XPCOM
Using the. NET Framework class to parse HTML files and read data is not the easiest. Although you can use. many classes (such as streamreader) in the Net Framework to Parse Files row by row. However, the APIS provided by xmlreader are not "out of the box, because the HTML format is not standard. You can use regular expressions (regular expressions), but if you are not familiar with these expressions, you may find them difficult at the beginning.
Microsoft's XML Master Chris Lovett recently released a new SGML parser called sgmlreader on the http://www.gotdotnet.com website, which can parse HTML files and even convert them into a formatted and regular structure. Sgmlreader is derived from xmlreader, which means that you can parse HTML files like using classes such as xmltextreader to parse XML files. In this article, I will introduce how to use the sgmlreader class to parse HTML files and generate formatted HTML, so that you can use XPath statements to read data.
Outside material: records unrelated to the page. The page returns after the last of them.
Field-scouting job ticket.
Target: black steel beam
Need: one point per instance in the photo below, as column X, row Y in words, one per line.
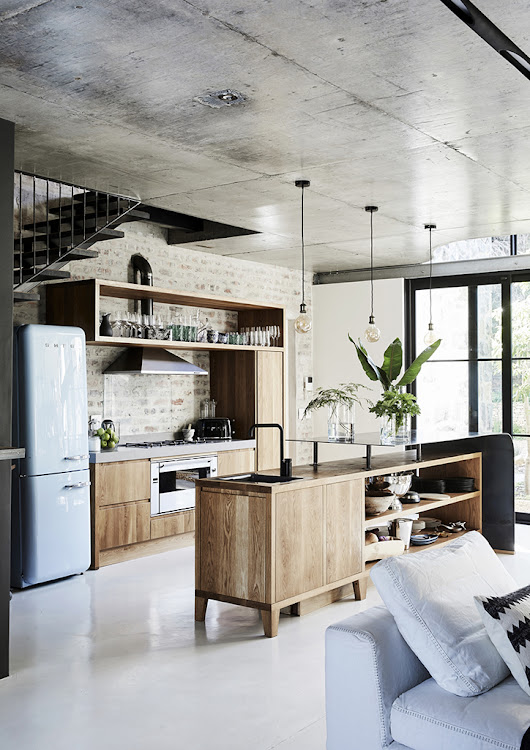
column 7, row 168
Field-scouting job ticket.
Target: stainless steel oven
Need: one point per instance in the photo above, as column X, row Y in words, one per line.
column 173, row 482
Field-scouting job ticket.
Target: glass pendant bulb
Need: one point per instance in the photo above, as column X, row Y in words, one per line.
column 431, row 336
column 372, row 333
column 303, row 322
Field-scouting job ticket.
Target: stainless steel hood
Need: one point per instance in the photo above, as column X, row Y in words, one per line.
column 144, row 361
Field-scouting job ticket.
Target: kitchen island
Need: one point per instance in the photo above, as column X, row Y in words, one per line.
column 298, row 545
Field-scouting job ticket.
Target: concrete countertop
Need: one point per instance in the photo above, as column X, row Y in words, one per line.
column 168, row 451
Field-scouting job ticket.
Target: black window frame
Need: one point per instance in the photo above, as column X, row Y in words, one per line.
column 473, row 281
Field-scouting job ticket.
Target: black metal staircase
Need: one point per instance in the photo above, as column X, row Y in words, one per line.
column 58, row 222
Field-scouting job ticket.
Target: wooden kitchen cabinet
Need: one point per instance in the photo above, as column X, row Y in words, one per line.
column 119, row 525
column 300, row 545
column 299, row 539
column 344, row 503
column 122, row 482
column 249, row 387
column 235, row 462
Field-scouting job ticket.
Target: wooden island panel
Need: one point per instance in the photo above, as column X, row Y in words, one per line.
column 233, row 559
column 299, row 532
column 344, row 529
column 299, row 546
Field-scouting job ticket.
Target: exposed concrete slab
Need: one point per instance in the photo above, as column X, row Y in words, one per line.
column 385, row 102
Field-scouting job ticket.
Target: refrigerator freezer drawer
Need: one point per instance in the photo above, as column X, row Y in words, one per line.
column 53, row 536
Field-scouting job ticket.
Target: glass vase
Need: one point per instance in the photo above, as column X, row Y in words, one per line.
column 340, row 423
column 394, row 432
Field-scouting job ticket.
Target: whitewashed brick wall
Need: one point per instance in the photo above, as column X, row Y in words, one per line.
column 161, row 403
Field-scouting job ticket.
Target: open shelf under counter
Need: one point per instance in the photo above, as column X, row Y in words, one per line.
column 421, row 507
column 182, row 345
column 418, row 548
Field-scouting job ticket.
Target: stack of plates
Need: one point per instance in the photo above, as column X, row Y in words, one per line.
column 430, row 523
column 459, row 484
column 421, row 539
column 424, row 484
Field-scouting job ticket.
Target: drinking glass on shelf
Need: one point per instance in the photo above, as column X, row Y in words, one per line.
column 117, row 324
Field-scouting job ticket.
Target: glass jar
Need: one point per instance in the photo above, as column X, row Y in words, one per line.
column 340, row 422
column 396, row 432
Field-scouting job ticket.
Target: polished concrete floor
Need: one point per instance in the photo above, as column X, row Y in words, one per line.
column 114, row 659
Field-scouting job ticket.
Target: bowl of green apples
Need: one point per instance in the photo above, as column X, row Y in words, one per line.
column 109, row 437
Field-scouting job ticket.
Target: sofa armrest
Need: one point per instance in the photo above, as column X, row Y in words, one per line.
column 368, row 665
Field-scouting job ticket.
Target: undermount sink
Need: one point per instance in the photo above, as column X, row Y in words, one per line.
column 266, row 478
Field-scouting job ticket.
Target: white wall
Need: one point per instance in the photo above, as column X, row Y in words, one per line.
column 339, row 309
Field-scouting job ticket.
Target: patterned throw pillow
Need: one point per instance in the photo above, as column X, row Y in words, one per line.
column 507, row 622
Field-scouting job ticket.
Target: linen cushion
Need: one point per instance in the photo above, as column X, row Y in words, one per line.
column 507, row 622
column 431, row 596
column 429, row 718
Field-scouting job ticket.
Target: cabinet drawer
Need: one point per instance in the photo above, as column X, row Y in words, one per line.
column 124, row 524
column 122, row 482
column 170, row 525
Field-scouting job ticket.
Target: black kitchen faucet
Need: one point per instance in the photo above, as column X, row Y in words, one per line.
column 286, row 468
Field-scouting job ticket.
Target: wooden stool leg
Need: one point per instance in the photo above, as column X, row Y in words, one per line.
column 200, row 608
column 359, row 588
column 270, row 622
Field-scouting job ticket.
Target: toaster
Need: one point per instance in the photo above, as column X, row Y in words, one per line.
column 218, row 428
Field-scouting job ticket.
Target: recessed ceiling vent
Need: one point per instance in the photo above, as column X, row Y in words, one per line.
column 218, row 99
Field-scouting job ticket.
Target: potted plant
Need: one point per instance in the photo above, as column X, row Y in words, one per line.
column 395, row 407
column 341, row 409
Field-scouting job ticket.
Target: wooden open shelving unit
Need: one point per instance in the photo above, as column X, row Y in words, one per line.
column 248, row 382
column 78, row 303
column 300, row 545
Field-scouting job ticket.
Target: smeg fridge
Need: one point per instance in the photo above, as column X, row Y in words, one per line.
column 51, row 485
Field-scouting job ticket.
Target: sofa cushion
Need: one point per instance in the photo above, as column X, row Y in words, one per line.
column 507, row 622
column 430, row 595
column 429, row 717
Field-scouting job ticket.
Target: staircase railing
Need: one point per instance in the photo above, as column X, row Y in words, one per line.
column 56, row 222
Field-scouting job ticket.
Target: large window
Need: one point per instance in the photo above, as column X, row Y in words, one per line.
column 479, row 378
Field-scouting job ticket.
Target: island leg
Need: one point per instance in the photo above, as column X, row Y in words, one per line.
column 359, row 588
column 270, row 621
column 200, row 608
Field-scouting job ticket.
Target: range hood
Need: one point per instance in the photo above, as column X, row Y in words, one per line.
column 144, row 361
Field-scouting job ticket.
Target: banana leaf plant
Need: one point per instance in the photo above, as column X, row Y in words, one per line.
column 393, row 403
column 388, row 373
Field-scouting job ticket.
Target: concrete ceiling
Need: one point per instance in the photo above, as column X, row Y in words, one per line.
column 392, row 102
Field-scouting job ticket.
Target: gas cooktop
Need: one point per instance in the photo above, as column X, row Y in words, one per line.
column 164, row 443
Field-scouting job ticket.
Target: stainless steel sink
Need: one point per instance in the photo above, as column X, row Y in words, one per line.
column 266, row 478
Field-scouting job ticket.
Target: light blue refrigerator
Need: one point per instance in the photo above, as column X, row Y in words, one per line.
column 51, row 485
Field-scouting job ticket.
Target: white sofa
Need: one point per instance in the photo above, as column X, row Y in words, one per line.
column 379, row 695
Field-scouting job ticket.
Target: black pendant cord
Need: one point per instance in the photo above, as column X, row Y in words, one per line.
column 430, row 227
column 430, row 275
column 303, row 184
column 303, row 250
column 371, row 264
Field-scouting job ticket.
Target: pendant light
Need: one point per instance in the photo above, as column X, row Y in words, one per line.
column 372, row 332
column 431, row 335
column 303, row 322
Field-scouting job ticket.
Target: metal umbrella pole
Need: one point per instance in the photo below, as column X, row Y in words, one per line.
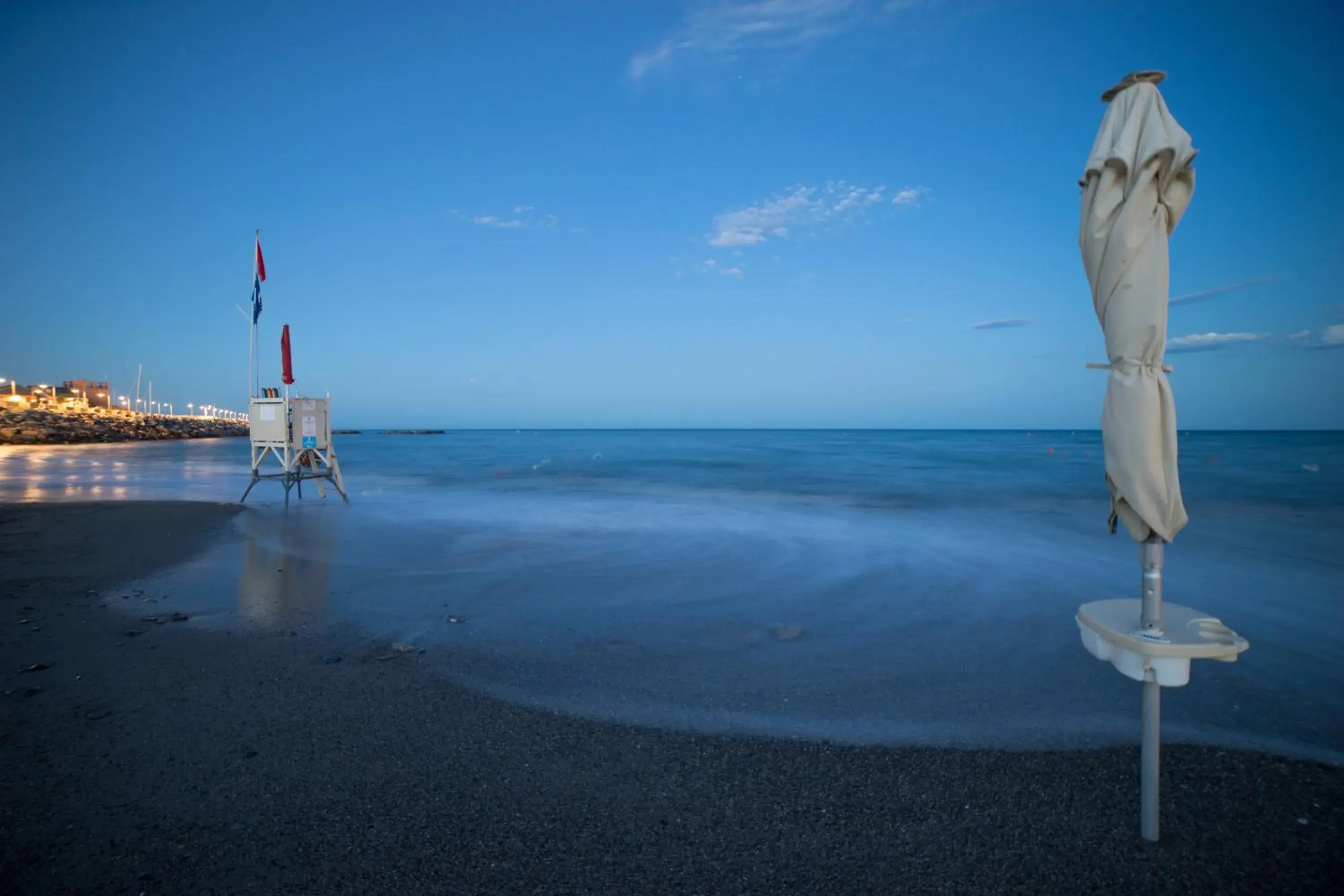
column 1151, row 621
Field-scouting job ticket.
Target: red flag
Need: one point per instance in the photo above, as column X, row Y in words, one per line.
column 287, row 371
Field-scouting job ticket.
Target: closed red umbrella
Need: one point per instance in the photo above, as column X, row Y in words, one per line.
column 287, row 374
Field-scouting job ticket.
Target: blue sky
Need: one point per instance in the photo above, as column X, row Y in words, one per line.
column 779, row 213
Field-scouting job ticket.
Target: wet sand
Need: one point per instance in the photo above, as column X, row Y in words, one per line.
column 186, row 761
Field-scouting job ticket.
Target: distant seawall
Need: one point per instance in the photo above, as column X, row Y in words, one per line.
column 80, row 428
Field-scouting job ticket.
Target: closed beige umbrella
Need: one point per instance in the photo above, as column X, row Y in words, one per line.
column 1136, row 187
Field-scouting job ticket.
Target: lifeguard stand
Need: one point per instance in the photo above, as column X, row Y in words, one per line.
column 297, row 432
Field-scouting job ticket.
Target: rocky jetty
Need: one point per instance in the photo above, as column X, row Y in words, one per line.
column 97, row 425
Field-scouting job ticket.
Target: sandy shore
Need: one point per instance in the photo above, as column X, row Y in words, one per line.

Create an sgmlreader instance to parse HTML
Before using sgmlreader, download it from gotdotnet.com and put the Assembly in your application bin folder. After using the Assembly set, you can write code to read the HTML you want to parse. In this example, we use the httpwebrequest and httpwebresponse objects to access a remote HTML file: httpwebrequest Req =
(Httpwebrequest) webrequest. Create (URI );
Httpwebresponse res =
(Httpwebresponse) Req. getresponse ();
Streamreader sreader = new
Streamreader (res. getresponsestream ());
After obtaining a remote HTML file, you can create an instance of the sgmlreader class. By setting its doctype attribute to "html", users can know that you are processing HTML files: sgmlreader reader = new sgmlreader ();
Reader. doctype = "html ";
The response stream of the HTML file can be loaded to the sgmlreader instance and parsed through its inputstream attribute. First, load the HTML file stream to a textreader object, and then assign the textreader to the inputstream attribute: reader. inputstream = new
Stringreader (sreader. readtoend ());
Now, you can call sgmlreader's read () method to parse HTML files: Sw = new stringwriter ();
Writer = new xmltextwriter (SW );
Writer. Formatting = formatting. indented;
While (reader. Read ()){
If (reader. nodetype! = Xmlnodetype. whitespace ){
Writer. writenode (reader, true );
}
}
Because sgmlreader creates standard HTML, you can use XPath statements to read different nodes. The following code illustrates how to load the output result generated by sgmlreader to an xpathnavigator, and then use an XPATH statement to query the HTML file structure: stringbuilder sb = new stringbuilder ();
Xpathdocument Doc = new xpathdocument (New
Stringreader (SW. tostring ()));
Xpathnavigator nav = Doc. createnavigator ();
Xpathnodeiterator nodes = nav. Select (XPath );
While (nodes. movenext ()){
SB. append (nodes. Current. value );
}
Return sb. tostring ();
Click here to view an instance demonstration of the sgmlreader class.
If you are familiar with the XPath language and understand different XML parsing APIs in. NET Framework, you can easily use the sgmlreader class to parse HTML and read data.